Malgré sa déchéance contée entre les lignes par les froides listes du recensement, Noirat/Nouara n’est pas mort grâce à des hommes et femmes passionnés qui ont voulu lui donner un nouveau lustre, une nouvelle destination. Abandonnés par l’industrie papetière au début du XXe siècle, les vieux murs ont survécu grâce au tourisme, aux loisirs et feront encore la joie et l’admiration de nombreux visiteurs.

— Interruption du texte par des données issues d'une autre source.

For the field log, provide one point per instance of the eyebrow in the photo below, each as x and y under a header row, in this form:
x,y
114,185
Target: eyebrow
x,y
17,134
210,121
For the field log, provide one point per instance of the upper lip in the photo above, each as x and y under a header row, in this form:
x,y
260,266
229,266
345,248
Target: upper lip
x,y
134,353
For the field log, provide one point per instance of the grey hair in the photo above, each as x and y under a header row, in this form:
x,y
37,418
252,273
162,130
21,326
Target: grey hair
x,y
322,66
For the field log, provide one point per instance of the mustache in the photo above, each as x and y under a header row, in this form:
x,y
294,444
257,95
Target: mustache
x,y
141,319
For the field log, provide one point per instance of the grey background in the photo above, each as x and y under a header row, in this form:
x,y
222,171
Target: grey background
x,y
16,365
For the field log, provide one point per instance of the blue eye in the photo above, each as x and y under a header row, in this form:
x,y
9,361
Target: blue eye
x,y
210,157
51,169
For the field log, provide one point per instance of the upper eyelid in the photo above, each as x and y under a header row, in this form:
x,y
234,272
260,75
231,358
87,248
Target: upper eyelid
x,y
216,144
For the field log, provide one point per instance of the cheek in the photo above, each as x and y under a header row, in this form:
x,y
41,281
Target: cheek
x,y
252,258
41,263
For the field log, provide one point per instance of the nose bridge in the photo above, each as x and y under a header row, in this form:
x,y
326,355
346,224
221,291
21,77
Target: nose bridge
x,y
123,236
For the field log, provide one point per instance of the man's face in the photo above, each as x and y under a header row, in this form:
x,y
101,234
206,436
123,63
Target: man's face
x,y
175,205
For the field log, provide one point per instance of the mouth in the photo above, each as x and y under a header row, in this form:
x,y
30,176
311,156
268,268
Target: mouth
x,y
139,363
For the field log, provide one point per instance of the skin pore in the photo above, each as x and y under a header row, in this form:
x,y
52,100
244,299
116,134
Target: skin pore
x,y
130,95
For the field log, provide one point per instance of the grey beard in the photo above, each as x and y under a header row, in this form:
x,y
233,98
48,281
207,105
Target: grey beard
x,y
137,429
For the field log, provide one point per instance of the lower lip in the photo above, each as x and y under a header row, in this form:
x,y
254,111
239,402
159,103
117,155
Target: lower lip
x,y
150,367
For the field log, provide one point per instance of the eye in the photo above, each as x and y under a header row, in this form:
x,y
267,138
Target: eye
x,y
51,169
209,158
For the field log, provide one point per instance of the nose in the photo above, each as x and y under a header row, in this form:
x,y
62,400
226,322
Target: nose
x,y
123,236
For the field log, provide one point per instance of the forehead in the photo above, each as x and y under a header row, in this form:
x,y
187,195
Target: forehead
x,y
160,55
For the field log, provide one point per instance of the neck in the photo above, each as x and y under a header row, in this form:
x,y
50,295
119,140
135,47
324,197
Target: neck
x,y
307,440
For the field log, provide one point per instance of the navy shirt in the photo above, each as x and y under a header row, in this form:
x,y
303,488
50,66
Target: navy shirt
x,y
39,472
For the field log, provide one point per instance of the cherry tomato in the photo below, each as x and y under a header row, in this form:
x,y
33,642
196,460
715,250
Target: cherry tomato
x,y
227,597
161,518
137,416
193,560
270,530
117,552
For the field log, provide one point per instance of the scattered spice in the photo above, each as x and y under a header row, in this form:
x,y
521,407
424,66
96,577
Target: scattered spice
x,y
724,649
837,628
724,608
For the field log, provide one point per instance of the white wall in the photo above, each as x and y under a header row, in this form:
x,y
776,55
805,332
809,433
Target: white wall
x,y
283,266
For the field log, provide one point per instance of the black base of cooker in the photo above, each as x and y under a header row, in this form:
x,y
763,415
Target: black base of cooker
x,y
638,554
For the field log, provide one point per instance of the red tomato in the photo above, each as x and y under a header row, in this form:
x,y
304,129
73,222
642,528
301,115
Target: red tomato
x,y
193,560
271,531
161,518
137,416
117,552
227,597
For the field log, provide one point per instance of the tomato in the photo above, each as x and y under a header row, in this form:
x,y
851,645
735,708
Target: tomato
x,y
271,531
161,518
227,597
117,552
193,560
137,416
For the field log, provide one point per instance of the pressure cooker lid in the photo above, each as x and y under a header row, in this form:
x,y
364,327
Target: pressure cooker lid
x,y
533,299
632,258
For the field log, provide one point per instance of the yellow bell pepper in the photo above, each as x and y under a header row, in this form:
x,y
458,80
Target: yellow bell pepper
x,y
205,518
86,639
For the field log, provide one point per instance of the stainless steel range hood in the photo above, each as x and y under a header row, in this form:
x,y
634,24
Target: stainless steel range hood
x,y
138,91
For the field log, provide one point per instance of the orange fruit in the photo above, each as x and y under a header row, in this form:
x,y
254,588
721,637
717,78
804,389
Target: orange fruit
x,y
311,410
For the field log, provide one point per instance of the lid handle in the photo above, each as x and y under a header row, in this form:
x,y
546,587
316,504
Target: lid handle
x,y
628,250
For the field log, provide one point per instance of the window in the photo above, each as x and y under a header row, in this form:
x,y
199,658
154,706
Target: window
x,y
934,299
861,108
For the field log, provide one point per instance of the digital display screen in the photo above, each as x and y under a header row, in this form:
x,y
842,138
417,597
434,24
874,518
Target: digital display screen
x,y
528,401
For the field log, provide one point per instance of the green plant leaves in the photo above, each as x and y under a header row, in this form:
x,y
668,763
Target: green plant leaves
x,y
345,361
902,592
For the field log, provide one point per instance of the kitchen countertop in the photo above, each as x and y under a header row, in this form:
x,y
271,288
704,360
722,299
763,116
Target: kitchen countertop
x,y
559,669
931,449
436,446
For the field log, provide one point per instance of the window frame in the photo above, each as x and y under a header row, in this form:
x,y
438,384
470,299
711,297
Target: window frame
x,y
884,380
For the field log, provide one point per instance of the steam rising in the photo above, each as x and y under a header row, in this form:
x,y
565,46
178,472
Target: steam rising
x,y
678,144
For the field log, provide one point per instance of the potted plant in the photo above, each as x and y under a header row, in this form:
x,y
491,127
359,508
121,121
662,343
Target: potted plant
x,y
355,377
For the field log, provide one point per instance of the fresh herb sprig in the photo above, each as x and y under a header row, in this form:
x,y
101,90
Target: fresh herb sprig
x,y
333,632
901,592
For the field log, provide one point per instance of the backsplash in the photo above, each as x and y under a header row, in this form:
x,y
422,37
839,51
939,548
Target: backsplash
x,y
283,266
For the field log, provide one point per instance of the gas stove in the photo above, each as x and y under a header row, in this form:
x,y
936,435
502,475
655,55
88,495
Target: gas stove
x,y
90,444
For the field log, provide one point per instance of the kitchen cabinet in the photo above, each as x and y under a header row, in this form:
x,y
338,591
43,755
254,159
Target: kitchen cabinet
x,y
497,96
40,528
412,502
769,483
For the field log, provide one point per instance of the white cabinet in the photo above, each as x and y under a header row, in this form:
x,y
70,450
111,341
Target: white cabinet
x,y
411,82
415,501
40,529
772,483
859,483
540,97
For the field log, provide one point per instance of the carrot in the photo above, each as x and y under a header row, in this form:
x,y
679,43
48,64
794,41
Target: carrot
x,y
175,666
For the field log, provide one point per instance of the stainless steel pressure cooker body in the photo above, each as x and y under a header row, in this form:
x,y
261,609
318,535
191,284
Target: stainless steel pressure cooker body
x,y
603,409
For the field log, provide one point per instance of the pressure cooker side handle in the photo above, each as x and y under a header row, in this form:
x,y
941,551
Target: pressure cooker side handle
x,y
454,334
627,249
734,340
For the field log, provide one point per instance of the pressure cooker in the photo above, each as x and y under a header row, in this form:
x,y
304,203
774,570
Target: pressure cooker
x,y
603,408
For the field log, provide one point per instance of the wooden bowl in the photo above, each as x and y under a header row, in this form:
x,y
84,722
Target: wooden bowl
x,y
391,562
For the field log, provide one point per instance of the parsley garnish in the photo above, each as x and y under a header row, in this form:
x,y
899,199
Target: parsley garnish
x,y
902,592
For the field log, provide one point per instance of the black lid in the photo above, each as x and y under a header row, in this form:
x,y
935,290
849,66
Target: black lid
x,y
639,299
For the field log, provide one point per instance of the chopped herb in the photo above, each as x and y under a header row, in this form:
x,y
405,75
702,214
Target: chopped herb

Tel est le cas d’ailleurs de plusieurs anciens moulins à papier de nos vallées…

Printemps 2017, renouveau annoncé.
Printemps 2017, renouveau annoncé.
Sources :
Archives départementales du Puy-de-Dôme, recensement 1836 à 1911 en ligne pour Ambert (cote 6M41 à 6M56) (les années postérieures peuvent être consultées sur place jusqu’en 1975).
Archives départementales du puy-de-Dôme, tableau B, « utilisation agricole et industrielle des cours d’eau », 1899 et 1900, Fonds des Ponts et Chaussés (service hydraulique), S 5326 et S 5303)
Archives départementales du Puy-de-Dôme, Recueils d’État civil en ligne, Ambert de 1603 à 1912 (années postérieures sur place), cote 3E… à 6E… : 6E2303, décès 1902.

 

2 thoughts on “Le moulin de Nouara, un hameau d’Ambert -2

  1. * quelqu’un sait-il ce que sont vraiment devenues les filles qui seraient devenues religieuses, citées en 1881 ; où ont-elle vécu ? où sont-elles décédées ???
    * en 1886, il convient de lire : Jules DURANTON (une partie de la fmaille DURANTON a été papetière)
    * Françoise Marie FAVIER épouse de Joseph FAURE est décédée à Noirat (Ambert) le 15 septembre 1884 (et, non, 1881) ; leur fils Louis Joseph FAURE (né à Noirat (Ambert) le 06 décembre 1878) est dit typographe résidant à Ambert en 1898 et de Saint Etienne (Loire) en 1923
    * Jean Joseph ou Jean Marie Joseph FAURE (époux de sa cousine germaine Marie Anne FAURE) est décédé à Noirat (Ambert) le 7 octobre 1886
    * Delphine FAURE en janvier 1897 lors de son mariage à Ambert est dite sans profession, de Noirat (Ambert)
    * le couple Pierre ALLIGIER – Delphine FAURE a toujours une descendante sur Ambert
    * Bravo à Claude DRAVAINE qui a bien su dépeindre l’ambiance qu’il a pu y avoir à Nouara avec des intrigues …

    Merci Isabelle pour cette très belle évocation !!!